Parsing Expression Grammars, part 1

Parsing Expression Grammars (PEGs) define a powerful class of matchers for recognizing strings of a formal language [1]. They’re well suited to parsing the syntax of computer languages. PEG-based tools like OMeta [2] have been successfully applied to a wide variety of transformation problems [3] [4].

The fundamental elements of PEGs can be described compactly and elegantly using actors. They provide a perfect opportunity to illustrate use of multiple “continuation” customers, and lazy initialization based on an executable specification. As usual with actors, the implementation focuses on events, in the form of asynchronous messages. Event transitions drive the process of parsing an input stream.

Tuple Streams

Parser/tokenizers process sequences of input symbols. We will use a simple stream protocol to provide symbols as needed from a tuple (usually a literal). We will find it convenient to ignore NIL at the end of a tuple, treating it as end-of-stream. This makes it easier to build variable length input sequences. As each symbol is extracted from the tuple, we cache the value so it can be returned immediately on subsequent requests. In this case, the cache doesn’t buy us much in the way of performance, but it demonstrates lazy initialization and caching techniques in a simple example.
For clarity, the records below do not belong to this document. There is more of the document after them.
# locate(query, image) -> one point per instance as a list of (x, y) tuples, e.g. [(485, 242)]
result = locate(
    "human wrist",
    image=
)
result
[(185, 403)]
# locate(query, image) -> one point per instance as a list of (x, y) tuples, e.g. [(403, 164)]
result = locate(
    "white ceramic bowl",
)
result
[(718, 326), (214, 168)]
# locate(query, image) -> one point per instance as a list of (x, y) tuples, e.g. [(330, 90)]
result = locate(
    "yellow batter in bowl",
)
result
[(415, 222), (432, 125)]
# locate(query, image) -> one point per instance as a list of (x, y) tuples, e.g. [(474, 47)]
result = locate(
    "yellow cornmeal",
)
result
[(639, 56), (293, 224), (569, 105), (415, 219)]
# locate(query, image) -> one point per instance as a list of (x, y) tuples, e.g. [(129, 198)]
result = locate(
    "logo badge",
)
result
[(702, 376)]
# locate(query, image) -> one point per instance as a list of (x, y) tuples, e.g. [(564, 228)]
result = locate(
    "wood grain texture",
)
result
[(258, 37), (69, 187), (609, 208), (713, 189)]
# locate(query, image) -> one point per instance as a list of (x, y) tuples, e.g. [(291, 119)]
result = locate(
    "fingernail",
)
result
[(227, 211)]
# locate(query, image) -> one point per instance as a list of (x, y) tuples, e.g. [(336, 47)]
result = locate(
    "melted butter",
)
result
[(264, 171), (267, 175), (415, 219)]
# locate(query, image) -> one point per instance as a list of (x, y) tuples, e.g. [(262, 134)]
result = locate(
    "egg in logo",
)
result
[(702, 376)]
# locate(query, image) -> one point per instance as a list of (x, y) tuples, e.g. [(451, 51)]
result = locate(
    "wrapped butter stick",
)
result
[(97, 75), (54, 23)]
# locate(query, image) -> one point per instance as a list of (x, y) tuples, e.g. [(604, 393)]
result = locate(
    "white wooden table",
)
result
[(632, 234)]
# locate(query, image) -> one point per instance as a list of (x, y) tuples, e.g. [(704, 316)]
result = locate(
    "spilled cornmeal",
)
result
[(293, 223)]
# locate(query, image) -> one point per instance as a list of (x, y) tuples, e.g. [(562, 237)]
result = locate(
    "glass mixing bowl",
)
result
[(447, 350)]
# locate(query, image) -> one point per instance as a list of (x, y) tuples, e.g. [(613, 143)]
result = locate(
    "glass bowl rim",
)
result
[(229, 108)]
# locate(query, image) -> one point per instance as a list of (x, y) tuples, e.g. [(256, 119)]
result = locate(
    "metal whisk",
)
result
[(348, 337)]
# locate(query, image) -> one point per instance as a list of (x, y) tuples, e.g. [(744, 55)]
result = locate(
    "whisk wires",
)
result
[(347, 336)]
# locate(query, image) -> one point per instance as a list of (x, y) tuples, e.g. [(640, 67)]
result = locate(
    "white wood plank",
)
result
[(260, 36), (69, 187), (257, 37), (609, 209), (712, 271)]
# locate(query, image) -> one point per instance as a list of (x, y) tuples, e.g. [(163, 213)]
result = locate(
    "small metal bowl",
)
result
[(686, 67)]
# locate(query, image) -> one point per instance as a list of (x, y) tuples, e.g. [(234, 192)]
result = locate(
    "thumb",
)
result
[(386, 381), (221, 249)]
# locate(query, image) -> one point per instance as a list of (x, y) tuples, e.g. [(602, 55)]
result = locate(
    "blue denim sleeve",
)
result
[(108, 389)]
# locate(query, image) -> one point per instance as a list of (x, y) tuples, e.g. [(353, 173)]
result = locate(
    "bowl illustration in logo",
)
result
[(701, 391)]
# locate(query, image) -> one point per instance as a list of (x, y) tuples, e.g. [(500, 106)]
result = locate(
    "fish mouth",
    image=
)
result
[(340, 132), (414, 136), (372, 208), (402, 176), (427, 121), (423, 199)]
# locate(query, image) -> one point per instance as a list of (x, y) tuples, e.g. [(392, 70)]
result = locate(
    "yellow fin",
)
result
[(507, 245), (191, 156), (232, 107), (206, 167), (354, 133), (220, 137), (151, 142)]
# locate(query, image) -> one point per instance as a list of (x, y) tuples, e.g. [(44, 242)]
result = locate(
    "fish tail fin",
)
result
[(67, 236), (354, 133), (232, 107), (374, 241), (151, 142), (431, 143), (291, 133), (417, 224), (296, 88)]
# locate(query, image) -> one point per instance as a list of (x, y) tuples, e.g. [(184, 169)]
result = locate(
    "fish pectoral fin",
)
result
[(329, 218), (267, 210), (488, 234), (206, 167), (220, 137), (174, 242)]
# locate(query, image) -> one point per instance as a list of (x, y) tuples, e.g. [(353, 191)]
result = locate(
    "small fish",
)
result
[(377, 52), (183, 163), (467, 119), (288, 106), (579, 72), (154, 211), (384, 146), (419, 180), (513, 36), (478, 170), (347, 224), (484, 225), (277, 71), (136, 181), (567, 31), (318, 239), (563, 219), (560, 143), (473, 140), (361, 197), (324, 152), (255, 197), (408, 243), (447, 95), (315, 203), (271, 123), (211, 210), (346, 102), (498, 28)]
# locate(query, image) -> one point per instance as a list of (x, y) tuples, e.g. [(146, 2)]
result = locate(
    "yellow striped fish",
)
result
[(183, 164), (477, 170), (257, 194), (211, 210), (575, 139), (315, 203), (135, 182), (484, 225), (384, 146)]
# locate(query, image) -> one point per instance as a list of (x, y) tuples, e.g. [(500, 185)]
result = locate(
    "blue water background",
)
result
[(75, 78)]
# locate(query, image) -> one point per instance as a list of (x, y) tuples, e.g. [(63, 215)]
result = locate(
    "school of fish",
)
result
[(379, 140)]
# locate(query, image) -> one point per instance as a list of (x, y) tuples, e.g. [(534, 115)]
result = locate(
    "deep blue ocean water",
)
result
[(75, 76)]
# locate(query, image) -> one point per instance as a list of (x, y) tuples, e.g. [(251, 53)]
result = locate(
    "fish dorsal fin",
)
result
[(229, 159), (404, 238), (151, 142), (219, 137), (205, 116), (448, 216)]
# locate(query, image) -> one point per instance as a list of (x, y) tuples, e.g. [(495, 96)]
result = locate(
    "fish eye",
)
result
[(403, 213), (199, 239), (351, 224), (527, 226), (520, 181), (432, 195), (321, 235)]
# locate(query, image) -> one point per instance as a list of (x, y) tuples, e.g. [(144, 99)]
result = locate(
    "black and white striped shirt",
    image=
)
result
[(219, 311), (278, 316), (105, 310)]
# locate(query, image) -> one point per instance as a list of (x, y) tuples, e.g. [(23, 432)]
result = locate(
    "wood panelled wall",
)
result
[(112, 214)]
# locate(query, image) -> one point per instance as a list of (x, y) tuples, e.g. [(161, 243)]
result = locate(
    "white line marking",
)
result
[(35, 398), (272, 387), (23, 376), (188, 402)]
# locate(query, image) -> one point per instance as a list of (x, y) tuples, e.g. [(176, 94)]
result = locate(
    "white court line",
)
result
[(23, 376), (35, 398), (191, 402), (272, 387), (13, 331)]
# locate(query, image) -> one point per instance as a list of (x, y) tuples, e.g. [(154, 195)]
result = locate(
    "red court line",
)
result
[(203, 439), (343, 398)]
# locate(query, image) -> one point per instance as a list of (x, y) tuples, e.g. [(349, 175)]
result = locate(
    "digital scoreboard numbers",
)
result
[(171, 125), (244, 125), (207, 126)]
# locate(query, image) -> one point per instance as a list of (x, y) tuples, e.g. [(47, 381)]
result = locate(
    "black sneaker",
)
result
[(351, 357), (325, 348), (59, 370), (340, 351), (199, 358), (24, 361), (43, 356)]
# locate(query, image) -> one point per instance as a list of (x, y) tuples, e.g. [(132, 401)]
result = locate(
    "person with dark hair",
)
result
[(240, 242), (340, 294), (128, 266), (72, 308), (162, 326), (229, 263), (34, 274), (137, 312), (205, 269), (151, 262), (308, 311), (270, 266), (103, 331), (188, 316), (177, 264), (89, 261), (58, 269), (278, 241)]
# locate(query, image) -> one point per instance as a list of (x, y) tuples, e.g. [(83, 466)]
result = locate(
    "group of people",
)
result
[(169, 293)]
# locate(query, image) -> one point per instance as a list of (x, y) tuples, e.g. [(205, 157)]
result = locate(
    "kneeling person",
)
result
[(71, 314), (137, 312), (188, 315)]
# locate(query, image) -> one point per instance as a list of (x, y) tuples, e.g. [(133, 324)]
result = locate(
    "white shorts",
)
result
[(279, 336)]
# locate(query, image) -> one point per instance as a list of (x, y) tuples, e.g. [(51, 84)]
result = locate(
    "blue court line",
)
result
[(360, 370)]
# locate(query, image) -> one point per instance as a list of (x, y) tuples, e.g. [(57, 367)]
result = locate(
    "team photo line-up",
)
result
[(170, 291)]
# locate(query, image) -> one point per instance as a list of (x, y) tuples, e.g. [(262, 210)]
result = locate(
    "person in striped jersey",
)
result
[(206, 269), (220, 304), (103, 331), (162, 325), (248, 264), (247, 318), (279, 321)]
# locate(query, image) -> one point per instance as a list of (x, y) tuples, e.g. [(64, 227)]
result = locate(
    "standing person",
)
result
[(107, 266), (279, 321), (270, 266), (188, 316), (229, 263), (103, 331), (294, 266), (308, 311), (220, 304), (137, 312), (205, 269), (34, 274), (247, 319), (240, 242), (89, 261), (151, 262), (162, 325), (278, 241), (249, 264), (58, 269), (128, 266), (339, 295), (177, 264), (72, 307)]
CREATE stream_end WITH \(cust, _).[ SEND stream_end TO cust ]

LET tuple_stream_beh(tuple) = \(cust, #read).[
	CASE tuple OF
	NIL : [
		BECOME \(cust, #read).[
			SEND stream_end TO cust
		]
	]
	(first, rest) : [
		CREATE next WITH tuple_stream_beh(rest)
		BECOME \(cust, #read).[
			SEND (first, next) TO cust
		]
	]
	last : [
		BECOME \(cust, #read).[
			SEND (last, stream_end) TO cust
		]
	]
	END
	SEND (cust, #read) TO SELF
]

When tuple_stream_beh receives a #read request, it BECOMEs one of three distinct behaviors, based on what kind of tuple was provided. If tuple is NIL, the new behavior sends stream_end to the customer cust. If tuple is a pair, the next stream is created from rest and the new behavior sends the first token and the next stream to the customer. If tuple is any other value, the new behavior sends this last value and stream_end to the customer. Once the appropriate behavior has been selected, the original message is sent to the modified SELF and processed accordingly. In general, the stream responds with either stream_end, or a pair consisting of a token value and the stream actor to read from next.

Test Fixtures

We need a little more infrastructure in order to test our parsers. We will use a couple of simple clients, ok for success, and fail for failure. All of our examples will re-use a simple pre-defined input stream src. This stream consists of the Unicode code-points for a tab (9), a space (32), the digit zero (48), the digit one (49), a period (88), carriage-return (13) and finally line-feed (10).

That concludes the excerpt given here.